The collection documents human populations that were still poorly understood during this pivotal period, situated between the earliest forms of the genus Homo and more recent lineages.

These discoveries fill a significant gap in the African fossil record, at a time when paleogenetic data place the divergence between the African lineage leading to Homo sapiens and the Eurasian lineages that gave rise to Neanderthals and Denisovans. The fossils exhibit a unique combination of primitive and more evolved characteristics, reflecting human populations close to this phase of divergence.

They thus confirm the antiquity and depth of our species’ African roots, while highlighting the key role of North Africa in the major stages of human evolution.

These human fossils, unearthed in the Hominid Cave within the Thomas I quarry near Casablanca, Morocco, shed new light on a key period in human evolution, approximately 773,000 years ago.

Thanks to precise dating based on recordings of the Earth’s magnetic field, these remains can be placed with high chronological reliability within the early history of human populations in Africa. They shed light on the emergence of the Homo sapiens lineage and reinforce the idea that its deep roots are African.

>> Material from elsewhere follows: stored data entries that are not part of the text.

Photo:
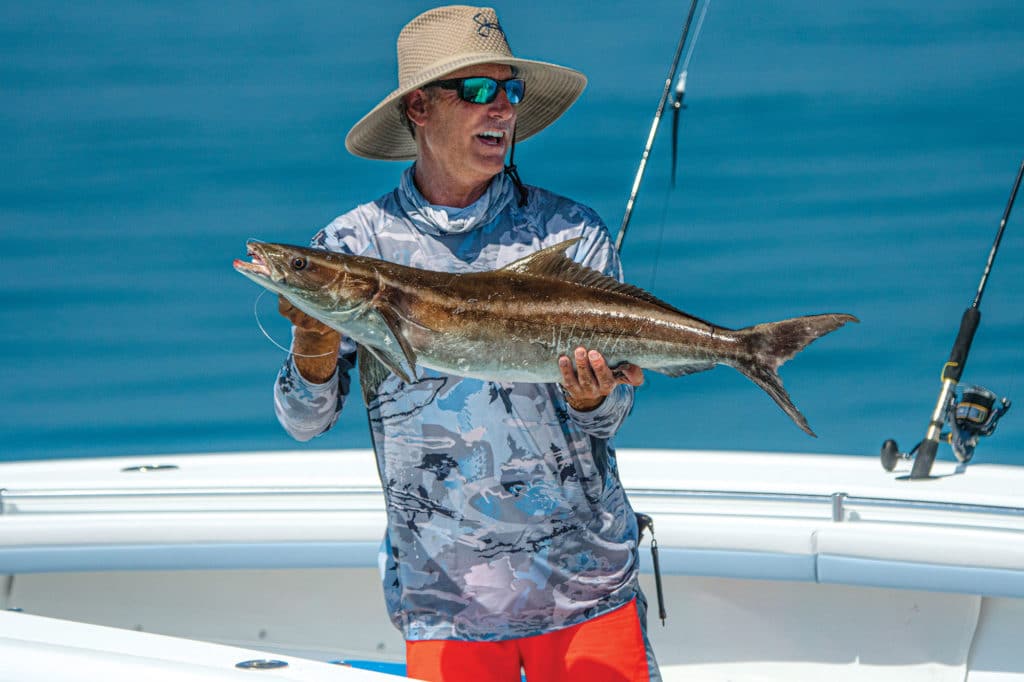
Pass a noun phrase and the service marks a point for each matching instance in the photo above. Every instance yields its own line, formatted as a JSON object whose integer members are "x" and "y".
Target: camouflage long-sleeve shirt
{"x": 506, "y": 516}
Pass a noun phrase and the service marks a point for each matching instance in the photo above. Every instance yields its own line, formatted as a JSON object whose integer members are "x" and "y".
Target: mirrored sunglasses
{"x": 482, "y": 90}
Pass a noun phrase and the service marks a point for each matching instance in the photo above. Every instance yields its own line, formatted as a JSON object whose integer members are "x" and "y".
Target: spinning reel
{"x": 971, "y": 416}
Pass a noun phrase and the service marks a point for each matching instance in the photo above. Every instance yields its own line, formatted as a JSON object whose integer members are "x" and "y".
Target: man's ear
{"x": 417, "y": 107}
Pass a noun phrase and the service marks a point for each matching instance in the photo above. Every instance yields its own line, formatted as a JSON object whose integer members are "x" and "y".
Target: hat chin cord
{"x": 513, "y": 172}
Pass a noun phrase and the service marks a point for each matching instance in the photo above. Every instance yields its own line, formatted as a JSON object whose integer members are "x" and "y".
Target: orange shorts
{"x": 608, "y": 648}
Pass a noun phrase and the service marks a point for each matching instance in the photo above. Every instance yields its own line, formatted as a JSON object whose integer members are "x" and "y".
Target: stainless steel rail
{"x": 837, "y": 501}
{"x": 840, "y": 500}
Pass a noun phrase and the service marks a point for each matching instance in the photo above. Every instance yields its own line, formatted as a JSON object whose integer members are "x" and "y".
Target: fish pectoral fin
{"x": 392, "y": 361}
{"x": 393, "y": 322}
{"x": 683, "y": 369}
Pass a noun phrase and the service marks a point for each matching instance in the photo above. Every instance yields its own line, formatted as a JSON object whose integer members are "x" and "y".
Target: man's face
{"x": 458, "y": 135}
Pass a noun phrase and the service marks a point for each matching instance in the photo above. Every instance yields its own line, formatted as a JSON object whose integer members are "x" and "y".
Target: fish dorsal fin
{"x": 552, "y": 262}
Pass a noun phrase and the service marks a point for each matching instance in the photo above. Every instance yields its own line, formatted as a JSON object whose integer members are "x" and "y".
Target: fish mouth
{"x": 257, "y": 265}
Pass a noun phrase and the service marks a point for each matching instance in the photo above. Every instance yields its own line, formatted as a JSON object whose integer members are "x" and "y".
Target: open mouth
{"x": 492, "y": 137}
{"x": 257, "y": 265}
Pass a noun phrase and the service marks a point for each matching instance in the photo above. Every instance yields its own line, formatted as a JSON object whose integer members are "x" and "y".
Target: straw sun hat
{"x": 445, "y": 39}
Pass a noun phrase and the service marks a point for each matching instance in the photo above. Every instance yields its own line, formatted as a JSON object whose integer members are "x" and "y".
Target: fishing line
{"x": 668, "y": 190}
{"x": 696, "y": 37}
{"x": 270, "y": 338}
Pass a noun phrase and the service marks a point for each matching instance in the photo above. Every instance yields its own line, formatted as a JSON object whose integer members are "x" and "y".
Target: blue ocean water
{"x": 834, "y": 157}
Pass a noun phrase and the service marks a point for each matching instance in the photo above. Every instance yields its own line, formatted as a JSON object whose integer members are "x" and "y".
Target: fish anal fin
{"x": 684, "y": 369}
{"x": 372, "y": 373}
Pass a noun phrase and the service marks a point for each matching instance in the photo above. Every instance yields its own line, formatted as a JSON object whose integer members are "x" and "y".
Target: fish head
{"x": 332, "y": 287}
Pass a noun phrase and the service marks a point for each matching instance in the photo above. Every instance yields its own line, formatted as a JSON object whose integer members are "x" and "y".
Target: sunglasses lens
{"x": 515, "y": 89}
{"x": 479, "y": 90}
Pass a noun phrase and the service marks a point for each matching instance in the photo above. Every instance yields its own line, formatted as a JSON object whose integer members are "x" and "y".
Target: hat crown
{"x": 440, "y": 35}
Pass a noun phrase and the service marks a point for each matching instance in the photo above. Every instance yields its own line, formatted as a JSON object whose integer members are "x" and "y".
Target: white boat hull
{"x": 796, "y": 567}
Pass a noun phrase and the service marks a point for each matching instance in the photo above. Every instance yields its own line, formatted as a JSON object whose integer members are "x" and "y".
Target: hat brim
{"x": 550, "y": 91}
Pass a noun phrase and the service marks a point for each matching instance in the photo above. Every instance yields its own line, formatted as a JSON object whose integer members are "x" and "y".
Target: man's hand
{"x": 314, "y": 348}
{"x": 588, "y": 379}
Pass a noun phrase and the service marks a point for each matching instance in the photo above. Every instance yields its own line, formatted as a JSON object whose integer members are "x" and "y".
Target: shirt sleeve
{"x": 597, "y": 252}
{"x": 306, "y": 410}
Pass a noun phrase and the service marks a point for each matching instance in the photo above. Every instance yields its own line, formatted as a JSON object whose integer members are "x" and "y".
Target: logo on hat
{"x": 483, "y": 27}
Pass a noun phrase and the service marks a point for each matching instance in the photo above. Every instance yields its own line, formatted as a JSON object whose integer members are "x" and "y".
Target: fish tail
{"x": 769, "y": 345}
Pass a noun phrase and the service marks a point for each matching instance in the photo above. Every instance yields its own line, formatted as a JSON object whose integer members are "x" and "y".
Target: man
{"x": 510, "y": 541}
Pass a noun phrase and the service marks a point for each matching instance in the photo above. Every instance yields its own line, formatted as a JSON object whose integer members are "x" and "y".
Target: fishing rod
{"x": 653, "y": 129}
{"x": 973, "y": 416}
{"x": 677, "y": 103}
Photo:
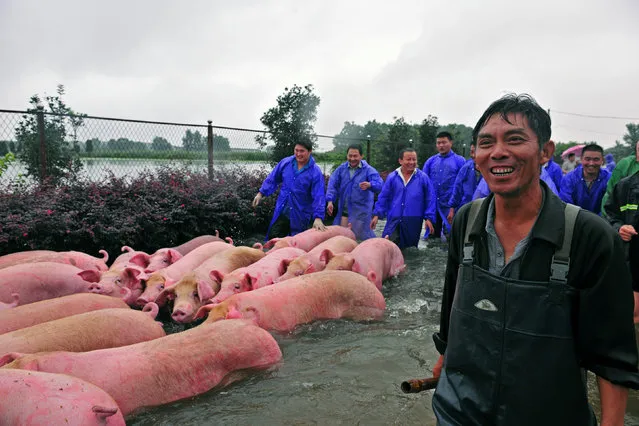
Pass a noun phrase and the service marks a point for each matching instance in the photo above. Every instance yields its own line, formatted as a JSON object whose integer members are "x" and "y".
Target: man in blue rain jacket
{"x": 407, "y": 199}
{"x": 353, "y": 186}
{"x": 442, "y": 169}
{"x": 465, "y": 185}
{"x": 301, "y": 199}
{"x": 586, "y": 185}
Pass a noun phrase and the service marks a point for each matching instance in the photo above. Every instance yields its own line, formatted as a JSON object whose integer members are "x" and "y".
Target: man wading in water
{"x": 536, "y": 291}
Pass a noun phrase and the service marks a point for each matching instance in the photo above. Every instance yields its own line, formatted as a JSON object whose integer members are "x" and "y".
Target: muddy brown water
{"x": 343, "y": 372}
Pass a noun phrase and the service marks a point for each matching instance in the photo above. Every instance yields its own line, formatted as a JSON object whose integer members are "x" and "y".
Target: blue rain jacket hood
{"x": 344, "y": 190}
{"x": 304, "y": 192}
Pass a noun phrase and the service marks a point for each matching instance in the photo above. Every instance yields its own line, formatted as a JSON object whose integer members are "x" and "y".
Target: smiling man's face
{"x": 508, "y": 155}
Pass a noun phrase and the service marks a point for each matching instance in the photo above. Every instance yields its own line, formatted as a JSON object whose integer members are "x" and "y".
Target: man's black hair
{"x": 306, "y": 144}
{"x": 592, "y": 147}
{"x": 407, "y": 149}
{"x": 355, "y": 146}
{"x": 538, "y": 118}
{"x": 444, "y": 135}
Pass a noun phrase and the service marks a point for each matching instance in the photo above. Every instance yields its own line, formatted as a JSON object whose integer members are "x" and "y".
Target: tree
{"x": 427, "y": 137}
{"x": 291, "y": 121}
{"x": 632, "y": 135}
{"x": 160, "y": 144}
{"x": 350, "y": 133}
{"x": 462, "y": 137}
{"x": 220, "y": 143}
{"x": 194, "y": 141}
{"x": 61, "y": 160}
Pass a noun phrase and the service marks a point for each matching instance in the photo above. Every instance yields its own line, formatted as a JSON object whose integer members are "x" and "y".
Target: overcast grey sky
{"x": 228, "y": 61}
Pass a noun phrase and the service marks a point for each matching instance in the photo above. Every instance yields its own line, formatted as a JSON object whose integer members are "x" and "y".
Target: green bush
{"x": 157, "y": 209}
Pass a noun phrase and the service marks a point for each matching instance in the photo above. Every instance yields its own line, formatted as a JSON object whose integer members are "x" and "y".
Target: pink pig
{"x": 73, "y": 258}
{"x": 322, "y": 295}
{"x": 309, "y": 239}
{"x": 260, "y": 274}
{"x": 52, "y": 309}
{"x": 202, "y": 284}
{"x": 106, "y": 328}
{"x": 375, "y": 258}
{"x": 169, "y": 276}
{"x": 311, "y": 262}
{"x": 35, "y": 398}
{"x": 167, "y": 369}
{"x": 33, "y": 282}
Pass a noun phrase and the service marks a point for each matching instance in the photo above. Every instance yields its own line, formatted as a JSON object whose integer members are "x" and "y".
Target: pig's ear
{"x": 166, "y": 294}
{"x": 270, "y": 243}
{"x": 204, "y": 291}
{"x": 250, "y": 281}
{"x": 284, "y": 266}
{"x": 133, "y": 272}
{"x": 173, "y": 256}
{"x": 216, "y": 276}
{"x": 140, "y": 259}
{"x": 233, "y": 313}
{"x": 90, "y": 275}
{"x": 326, "y": 256}
{"x": 10, "y": 357}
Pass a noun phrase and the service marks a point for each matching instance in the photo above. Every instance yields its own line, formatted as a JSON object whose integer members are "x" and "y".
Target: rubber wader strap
{"x": 472, "y": 216}
{"x": 561, "y": 259}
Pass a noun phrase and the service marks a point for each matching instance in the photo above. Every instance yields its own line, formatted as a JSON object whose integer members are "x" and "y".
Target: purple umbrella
{"x": 573, "y": 150}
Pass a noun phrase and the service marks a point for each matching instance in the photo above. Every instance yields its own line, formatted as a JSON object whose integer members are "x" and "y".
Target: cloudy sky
{"x": 228, "y": 61}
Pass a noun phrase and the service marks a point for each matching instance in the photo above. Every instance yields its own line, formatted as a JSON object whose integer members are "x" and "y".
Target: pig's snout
{"x": 142, "y": 301}
{"x": 181, "y": 316}
{"x": 96, "y": 288}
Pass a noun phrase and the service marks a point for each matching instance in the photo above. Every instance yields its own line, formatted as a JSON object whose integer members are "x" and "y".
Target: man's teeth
{"x": 502, "y": 171}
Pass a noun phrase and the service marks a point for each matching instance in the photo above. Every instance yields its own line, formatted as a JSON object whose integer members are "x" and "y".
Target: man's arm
{"x": 613, "y": 402}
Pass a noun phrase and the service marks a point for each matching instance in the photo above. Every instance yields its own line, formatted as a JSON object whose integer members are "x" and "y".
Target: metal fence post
{"x": 209, "y": 143}
{"x": 42, "y": 138}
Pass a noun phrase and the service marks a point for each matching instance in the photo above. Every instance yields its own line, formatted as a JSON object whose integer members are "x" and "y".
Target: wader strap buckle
{"x": 561, "y": 259}
{"x": 468, "y": 254}
{"x": 469, "y": 249}
{"x": 559, "y": 270}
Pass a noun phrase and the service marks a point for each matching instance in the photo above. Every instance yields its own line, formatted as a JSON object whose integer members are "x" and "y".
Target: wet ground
{"x": 342, "y": 372}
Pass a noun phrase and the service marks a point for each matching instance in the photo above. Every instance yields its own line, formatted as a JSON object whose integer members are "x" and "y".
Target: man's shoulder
{"x": 593, "y": 231}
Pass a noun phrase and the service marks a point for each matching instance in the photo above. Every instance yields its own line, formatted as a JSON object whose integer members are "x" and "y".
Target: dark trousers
{"x": 281, "y": 228}
{"x": 438, "y": 225}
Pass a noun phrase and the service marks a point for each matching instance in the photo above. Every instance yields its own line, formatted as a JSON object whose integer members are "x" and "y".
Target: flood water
{"x": 343, "y": 372}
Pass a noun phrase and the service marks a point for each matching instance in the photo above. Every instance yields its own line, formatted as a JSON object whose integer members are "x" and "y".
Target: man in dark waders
{"x": 536, "y": 292}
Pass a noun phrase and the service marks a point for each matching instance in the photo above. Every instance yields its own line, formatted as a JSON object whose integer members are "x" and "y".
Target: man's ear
{"x": 547, "y": 151}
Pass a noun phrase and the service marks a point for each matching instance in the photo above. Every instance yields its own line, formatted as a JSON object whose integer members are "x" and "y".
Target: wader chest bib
{"x": 511, "y": 356}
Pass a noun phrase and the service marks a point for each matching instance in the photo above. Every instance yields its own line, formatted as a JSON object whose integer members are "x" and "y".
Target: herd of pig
{"x": 73, "y": 352}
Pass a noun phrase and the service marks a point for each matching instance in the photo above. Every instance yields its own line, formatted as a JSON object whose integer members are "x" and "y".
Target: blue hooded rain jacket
{"x": 344, "y": 190}
{"x": 442, "y": 171}
{"x": 406, "y": 207}
{"x": 574, "y": 189}
{"x": 465, "y": 185}
{"x": 302, "y": 193}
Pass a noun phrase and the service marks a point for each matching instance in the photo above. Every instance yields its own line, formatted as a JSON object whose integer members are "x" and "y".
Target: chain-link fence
{"x": 43, "y": 145}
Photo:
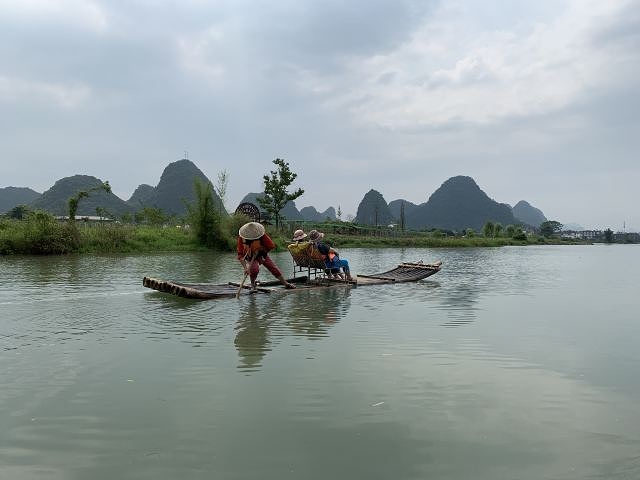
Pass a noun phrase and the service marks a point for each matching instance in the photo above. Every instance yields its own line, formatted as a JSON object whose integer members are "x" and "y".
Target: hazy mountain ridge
{"x": 373, "y": 210}
{"x": 56, "y": 199}
{"x": 289, "y": 212}
{"x": 312, "y": 215}
{"x": 457, "y": 204}
{"x": 13, "y": 196}
{"x": 176, "y": 186}
{"x": 527, "y": 213}
{"x": 141, "y": 194}
{"x": 396, "y": 205}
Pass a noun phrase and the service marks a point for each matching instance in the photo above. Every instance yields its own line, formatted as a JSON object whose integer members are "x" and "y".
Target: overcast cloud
{"x": 535, "y": 100}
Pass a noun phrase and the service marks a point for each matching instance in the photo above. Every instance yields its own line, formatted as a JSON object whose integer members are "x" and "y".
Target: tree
{"x": 509, "y": 231}
{"x": 487, "y": 230}
{"x": 204, "y": 217}
{"x": 73, "y": 201}
{"x": 550, "y": 227}
{"x": 276, "y": 195}
{"x": 19, "y": 212}
{"x": 608, "y": 235}
{"x": 518, "y": 234}
{"x": 221, "y": 187}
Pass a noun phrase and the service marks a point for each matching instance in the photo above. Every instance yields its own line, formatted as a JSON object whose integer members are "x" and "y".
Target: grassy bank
{"x": 421, "y": 240}
{"x": 43, "y": 235}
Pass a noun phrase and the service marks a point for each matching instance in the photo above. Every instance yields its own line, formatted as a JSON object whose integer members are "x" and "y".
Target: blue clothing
{"x": 333, "y": 266}
{"x": 337, "y": 263}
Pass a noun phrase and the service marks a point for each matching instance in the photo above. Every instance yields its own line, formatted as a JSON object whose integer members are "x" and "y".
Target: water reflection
{"x": 264, "y": 321}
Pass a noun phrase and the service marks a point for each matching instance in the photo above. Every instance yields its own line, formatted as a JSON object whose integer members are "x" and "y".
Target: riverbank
{"x": 54, "y": 238}
{"x": 428, "y": 241}
{"x": 44, "y": 237}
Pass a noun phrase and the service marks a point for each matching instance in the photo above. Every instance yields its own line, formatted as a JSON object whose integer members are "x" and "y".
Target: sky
{"x": 536, "y": 100}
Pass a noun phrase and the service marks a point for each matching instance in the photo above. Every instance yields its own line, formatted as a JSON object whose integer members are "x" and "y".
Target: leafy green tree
{"x": 276, "y": 195}
{"x": 151, "y": 215}
{"x": 19, "y": 212}
{"x": 73, "y": 201}
{"x": 550, "y": 227}
{"x": 518, "y": 234}
{"x": 608, "y": 235}
{"x": 509, "y": 231}
{"x": 487, "y": 230}
{"x": 204, "y": 217}
{"x": 221, "y": 188}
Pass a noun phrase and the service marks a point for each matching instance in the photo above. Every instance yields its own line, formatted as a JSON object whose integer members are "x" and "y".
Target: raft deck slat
{"x": 405, "y": 272}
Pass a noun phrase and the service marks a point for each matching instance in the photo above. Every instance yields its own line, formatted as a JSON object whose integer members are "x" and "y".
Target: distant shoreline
{"x": 18, "y": 238}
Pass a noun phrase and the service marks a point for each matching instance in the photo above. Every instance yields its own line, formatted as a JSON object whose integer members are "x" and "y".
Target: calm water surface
{"x": 514, "y": 363}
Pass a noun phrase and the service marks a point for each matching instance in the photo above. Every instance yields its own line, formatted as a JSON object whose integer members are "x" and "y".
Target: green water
{"x": 511, "y": 363}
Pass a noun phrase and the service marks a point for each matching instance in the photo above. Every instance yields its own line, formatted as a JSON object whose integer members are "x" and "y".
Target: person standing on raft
{"x": 254, "y": 246}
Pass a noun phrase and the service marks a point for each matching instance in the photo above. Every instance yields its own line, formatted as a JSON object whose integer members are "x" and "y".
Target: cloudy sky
{"x": 535, "y": 100}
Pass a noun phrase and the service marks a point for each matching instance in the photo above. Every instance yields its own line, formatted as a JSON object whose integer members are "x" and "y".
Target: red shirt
{"x": 259, "y": 247}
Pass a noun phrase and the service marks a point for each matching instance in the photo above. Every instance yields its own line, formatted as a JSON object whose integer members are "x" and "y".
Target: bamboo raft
{"x": 405, "y": 272}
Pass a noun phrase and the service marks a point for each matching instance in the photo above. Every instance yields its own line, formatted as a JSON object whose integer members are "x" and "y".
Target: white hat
{"x": 251, "y": 231}
{"x": 315, "y": 235}
{"x": 299, "y": 235}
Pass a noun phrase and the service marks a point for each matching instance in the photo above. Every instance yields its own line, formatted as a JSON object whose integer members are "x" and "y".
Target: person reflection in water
{"x": 287, "y": 316}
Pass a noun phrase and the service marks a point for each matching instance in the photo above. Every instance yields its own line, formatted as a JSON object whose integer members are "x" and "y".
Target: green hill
{"x": 528, "y": 214}
{"x": 14, "y": 196}
{"x": 289, "y": 212}
{"x": 458, "y": 204}
{"x": 395, "y": 206}
{"x": 176, "y": 185}
{"x": 313, "y": 215}
{"x": 373, "y": 210}
{"x": 141, "y": 195}
{"x": 55, "y": 200}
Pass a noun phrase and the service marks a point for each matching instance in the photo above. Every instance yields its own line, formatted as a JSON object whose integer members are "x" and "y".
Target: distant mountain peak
{"x": 527, "y": 213}
{"x": 373, "y": 210}
{"x": 459, "y": 203}
{"x": 13, "y": 196}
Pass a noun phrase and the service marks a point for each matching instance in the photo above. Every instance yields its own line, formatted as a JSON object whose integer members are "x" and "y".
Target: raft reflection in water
{"x": 265, "y": 321}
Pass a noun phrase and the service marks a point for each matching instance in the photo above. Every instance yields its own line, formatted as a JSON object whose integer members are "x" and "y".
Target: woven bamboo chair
{"x": 307, "y": 259}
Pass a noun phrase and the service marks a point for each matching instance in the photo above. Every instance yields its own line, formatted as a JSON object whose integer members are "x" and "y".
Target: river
{"x": 513, "y": 362}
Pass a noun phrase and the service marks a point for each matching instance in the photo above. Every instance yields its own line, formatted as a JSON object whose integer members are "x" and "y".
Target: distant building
{"x": 626, "y": 237}
{"x": 583, "y": 234}
{"x": 86, "y": 218}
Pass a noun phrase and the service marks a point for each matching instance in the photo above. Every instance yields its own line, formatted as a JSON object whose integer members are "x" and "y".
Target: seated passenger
{"x": 332, "y": 260}
{"x": 299, "y": 236}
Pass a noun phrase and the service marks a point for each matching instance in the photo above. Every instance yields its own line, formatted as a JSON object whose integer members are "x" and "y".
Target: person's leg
{"x": 275, "y": 271}
{"x": 254, "y": 268}
{"x": 345, "y": 266}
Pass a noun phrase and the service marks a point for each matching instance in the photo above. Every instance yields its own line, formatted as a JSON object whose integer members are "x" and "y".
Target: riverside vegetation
{"x": 208, "y": 226}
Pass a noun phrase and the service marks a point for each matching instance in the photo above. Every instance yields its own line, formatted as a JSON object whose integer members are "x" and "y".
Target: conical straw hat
{"x": 251, "y": 231}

The study was conducted and supported by a team of researchers from the National Institute of Archaeological Sciences and Heritage (Morocco); the Directorate of Cultural Heritage (Morocco), the Collège de France, the Max Planck Institute for Evolutionary Anthropology (Germany), the University of Montpellier Paul Valéry (France), the Università degli Studi di Milano (Italy), the University of Bordeaux and the National Museum of Natural History (France).